H. Lingg ged. 3, 58.

gemeinheit der gesinnung, des benehmens, bodenlose gemeinheit u. ä. auch im pl., mit gemeinheiten um sich werfen, gemeinen worten, antworten, witzen u. ä. auch dän. gemeenheder pl., entlehnt.
 
 
gemeinheitlich, adj. zu gemeinheit 1, wie gemeindlich: jeder solcher ackergrund (kamp) ward als ein gemeinheitliches ganzes behandelt. Dahlmann dän. gesch. 1, 134.
 
 
gemeinheitsgenusz, m. genusz des einzelnen an der gemeinheit (s. d. 2), dem gemeindegrund und besitz: das feststehende masz des gemeinheitsgenusses. Stüve landgem. 146.
 
 
gemeinheitsmeister, m. gemeindevorsteher. Frisch 1, 656b aus Halle; vergl. gemeindemeister.
 
 
gemeinheitstheilung, f. theilung, vertheilung des gemeindegrundes, s. Möser unter gemeinheit 2, a.
 
 
gemeinherr, s. gemeindsherr. auch für und neben gemeine herren kurz gemeinherrn plur. weisth. 3, 751, s. unter gemein 5, h sp. 3199.
 
 
gemeinherrschaft, f. gemeinschaftliche herrschaft mehrerer herren Adelung, s. gemeine herren unter gemein 5, h.
 
 
gemeinhin, das adv. gemein (s. d. 10) mit hin verstärkt, gewöhnlich, gemeiniglich: die eltern eilen gemeinhin mit ihren söhnen aus dem hause. Hippel lebensl. 1, 10; weil wir sie (die eignen lebensereignisse) mit mehr wahrheit angeschaut haben, als uns an den gröszeren weltbegebenheiten gemeinhin vergönnt ist.
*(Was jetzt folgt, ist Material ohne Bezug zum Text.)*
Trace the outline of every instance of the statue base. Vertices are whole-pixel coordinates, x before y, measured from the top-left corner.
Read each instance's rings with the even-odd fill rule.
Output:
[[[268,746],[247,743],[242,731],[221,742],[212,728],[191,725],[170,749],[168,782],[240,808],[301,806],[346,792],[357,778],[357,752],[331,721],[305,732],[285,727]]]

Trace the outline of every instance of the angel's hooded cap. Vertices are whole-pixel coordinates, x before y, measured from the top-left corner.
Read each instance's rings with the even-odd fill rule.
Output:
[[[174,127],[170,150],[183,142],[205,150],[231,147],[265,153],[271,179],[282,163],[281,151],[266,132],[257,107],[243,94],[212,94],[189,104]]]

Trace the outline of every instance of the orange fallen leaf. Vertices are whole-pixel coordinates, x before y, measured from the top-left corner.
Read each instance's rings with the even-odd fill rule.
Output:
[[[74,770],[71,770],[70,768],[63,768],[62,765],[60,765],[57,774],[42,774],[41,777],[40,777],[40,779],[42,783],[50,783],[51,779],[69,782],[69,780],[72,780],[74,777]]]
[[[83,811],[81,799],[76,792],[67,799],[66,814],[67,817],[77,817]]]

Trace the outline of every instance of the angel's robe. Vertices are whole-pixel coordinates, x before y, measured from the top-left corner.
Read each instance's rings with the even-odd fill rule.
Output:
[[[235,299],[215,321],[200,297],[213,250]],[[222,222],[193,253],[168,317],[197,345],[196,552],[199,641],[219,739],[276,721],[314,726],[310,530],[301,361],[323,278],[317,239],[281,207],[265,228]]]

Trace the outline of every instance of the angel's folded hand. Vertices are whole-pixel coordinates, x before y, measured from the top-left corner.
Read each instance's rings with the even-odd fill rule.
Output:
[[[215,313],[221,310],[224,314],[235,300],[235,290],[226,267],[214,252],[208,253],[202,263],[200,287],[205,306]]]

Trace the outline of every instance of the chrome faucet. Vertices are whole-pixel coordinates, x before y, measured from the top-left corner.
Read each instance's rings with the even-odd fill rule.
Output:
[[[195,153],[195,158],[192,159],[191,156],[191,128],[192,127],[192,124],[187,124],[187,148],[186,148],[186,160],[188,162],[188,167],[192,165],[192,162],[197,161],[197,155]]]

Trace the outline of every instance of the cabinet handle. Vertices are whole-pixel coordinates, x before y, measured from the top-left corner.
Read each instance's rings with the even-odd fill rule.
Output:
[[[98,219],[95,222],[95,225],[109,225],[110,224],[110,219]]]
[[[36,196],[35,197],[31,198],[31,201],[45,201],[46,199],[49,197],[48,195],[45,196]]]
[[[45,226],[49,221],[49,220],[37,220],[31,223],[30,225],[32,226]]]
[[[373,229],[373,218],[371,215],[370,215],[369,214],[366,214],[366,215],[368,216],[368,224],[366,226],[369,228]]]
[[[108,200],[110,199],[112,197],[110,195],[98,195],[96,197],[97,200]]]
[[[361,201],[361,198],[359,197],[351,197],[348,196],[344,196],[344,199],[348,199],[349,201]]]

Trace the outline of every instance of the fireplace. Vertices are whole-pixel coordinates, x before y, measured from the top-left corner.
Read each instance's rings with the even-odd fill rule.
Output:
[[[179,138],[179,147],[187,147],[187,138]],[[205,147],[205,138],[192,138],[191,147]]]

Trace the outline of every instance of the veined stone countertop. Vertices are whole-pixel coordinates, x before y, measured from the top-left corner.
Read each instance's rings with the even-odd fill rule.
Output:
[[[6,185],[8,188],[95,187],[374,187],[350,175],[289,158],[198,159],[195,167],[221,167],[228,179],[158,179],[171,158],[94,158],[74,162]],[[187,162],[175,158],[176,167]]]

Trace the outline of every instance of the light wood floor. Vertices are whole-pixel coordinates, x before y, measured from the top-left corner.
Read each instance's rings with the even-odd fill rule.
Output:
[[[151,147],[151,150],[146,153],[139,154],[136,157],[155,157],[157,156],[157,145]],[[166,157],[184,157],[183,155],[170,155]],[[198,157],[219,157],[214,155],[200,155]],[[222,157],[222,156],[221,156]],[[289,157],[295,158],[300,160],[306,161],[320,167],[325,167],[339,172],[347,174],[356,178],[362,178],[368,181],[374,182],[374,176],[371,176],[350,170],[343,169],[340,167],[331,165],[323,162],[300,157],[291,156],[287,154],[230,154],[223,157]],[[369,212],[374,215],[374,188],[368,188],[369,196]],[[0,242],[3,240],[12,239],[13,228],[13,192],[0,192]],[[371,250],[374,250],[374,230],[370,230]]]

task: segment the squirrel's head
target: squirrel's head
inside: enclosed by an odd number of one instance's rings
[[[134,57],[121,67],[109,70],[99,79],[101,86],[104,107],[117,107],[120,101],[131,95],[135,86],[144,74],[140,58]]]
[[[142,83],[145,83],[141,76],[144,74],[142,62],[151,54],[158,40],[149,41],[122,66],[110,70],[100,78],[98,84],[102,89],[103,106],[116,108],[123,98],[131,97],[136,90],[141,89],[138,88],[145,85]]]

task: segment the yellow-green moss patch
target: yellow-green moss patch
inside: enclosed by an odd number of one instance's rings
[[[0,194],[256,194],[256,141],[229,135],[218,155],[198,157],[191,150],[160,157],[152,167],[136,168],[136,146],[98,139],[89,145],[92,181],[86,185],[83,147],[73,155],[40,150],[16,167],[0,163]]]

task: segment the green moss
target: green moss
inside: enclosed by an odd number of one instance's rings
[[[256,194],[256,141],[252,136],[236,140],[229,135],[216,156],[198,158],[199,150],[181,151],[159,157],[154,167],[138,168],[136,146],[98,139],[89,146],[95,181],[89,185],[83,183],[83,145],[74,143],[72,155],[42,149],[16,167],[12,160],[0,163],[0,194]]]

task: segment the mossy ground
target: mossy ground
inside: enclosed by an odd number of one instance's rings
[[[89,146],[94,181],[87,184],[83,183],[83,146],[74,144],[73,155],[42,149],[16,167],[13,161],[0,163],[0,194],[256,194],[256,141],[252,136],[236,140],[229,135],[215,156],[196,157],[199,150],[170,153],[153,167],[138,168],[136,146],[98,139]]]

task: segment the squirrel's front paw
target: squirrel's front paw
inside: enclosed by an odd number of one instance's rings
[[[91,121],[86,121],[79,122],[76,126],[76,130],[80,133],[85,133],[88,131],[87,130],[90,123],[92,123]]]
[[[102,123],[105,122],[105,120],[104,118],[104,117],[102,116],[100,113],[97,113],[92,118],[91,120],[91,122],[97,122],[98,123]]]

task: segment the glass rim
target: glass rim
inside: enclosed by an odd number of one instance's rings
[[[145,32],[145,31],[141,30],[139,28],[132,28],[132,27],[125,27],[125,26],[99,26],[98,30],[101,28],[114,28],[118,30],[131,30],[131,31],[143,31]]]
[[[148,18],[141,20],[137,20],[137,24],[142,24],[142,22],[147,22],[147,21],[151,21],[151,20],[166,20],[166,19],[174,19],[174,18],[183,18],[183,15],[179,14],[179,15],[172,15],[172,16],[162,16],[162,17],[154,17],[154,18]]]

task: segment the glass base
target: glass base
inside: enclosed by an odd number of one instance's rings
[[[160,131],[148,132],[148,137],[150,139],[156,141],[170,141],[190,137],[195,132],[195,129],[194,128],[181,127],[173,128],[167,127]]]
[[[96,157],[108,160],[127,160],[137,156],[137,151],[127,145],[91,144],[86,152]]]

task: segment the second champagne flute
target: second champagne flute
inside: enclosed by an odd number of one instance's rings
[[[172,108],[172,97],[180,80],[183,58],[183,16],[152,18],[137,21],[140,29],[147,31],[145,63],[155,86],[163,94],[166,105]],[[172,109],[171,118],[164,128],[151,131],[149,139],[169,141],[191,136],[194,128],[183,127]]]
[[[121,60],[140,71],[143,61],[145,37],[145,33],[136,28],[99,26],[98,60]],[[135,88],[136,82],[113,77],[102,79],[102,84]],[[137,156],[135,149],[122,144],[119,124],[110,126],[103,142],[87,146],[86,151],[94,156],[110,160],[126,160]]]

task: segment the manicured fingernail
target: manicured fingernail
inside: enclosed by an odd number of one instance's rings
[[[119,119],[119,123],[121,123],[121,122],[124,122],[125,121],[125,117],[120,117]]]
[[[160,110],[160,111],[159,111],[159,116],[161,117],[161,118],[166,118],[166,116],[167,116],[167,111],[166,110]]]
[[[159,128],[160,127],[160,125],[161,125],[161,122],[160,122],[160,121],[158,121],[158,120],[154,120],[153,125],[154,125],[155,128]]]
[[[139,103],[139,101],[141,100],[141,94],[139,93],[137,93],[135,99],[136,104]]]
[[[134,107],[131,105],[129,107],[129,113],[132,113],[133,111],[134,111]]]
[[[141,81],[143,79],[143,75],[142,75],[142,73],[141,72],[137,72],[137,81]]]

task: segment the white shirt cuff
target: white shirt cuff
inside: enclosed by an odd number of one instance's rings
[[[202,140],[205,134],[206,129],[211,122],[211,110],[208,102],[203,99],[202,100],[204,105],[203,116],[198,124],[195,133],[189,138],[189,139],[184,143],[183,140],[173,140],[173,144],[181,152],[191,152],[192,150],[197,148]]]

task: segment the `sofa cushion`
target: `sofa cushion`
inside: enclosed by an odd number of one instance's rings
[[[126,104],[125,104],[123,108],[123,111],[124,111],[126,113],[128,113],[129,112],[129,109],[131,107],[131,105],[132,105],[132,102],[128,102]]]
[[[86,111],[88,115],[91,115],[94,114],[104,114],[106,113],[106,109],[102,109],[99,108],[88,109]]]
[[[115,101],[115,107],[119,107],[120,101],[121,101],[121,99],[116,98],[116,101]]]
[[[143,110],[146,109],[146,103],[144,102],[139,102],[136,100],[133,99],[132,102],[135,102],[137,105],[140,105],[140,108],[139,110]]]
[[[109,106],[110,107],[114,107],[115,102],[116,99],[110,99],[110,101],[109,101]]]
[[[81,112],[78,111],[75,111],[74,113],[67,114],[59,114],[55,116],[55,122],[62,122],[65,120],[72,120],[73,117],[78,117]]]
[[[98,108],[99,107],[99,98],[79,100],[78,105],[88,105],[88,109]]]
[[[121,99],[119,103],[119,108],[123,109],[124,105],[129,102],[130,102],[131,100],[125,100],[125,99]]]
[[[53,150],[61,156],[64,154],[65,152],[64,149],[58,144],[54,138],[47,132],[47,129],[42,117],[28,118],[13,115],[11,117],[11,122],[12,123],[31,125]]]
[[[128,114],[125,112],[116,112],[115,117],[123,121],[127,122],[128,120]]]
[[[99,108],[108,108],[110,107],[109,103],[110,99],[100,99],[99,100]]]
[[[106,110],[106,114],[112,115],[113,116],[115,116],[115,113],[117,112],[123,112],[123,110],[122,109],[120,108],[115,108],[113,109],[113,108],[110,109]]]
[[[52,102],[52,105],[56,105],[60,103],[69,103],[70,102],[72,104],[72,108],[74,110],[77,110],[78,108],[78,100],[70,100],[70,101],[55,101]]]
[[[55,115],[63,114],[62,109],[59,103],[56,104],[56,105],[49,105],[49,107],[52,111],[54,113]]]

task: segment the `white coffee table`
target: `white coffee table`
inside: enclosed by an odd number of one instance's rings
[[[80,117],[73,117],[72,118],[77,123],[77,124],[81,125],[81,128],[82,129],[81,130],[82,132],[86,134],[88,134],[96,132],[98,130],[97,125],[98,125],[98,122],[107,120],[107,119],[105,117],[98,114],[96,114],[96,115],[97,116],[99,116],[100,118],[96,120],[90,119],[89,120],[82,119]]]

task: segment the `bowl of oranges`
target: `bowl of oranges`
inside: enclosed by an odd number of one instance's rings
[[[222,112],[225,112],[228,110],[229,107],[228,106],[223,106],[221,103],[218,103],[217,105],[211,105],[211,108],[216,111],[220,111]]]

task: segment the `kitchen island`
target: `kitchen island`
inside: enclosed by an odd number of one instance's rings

Arnim kron. 1, 8. noch im früheren 18. jahrh. deutlicher gemeine hin, communiter, promiscue Weber 340b, vollständig und ursprünglich aber in der gemeine hin, im 16. jh., s. unter DWB gemeinde 4, b, δ (sp. 3229), wo der sinnliche ursprung deutlich wird. die stäte fortbewegung, die das hin eigentlich hinzugab, fühlen noch wir leicht in gemeinhin, wie in immerhin, forthin, künftighin u. a.
 
 
gemeinhirt, m. gemeindehirt, im unterschied vom eigenhirten Adelung, urspr. der gemeine hirte (s. gemein 3, f, ε): das ein ichlicher ... der do vig hat, das ... ausz geet, dem gemeinhirten do von lonen soll. weisth. 6, 66; der gemein- und rosshirt. 247.
 
 
gemeinhochdeutsch, hochdeutsch als allgemein geltend über die mundarten: als das höfische mittelhochdeutsch wenigstens annähernd in die stellung einer gemeinhochdeutschen literatur- und cultursprache einrückte. H. Rückert gesch. der nhd. schriftsprache 1, 173; s. gemein hoch teutsch schon im 16. jahrh. Aventin unter gemein 2, f, α.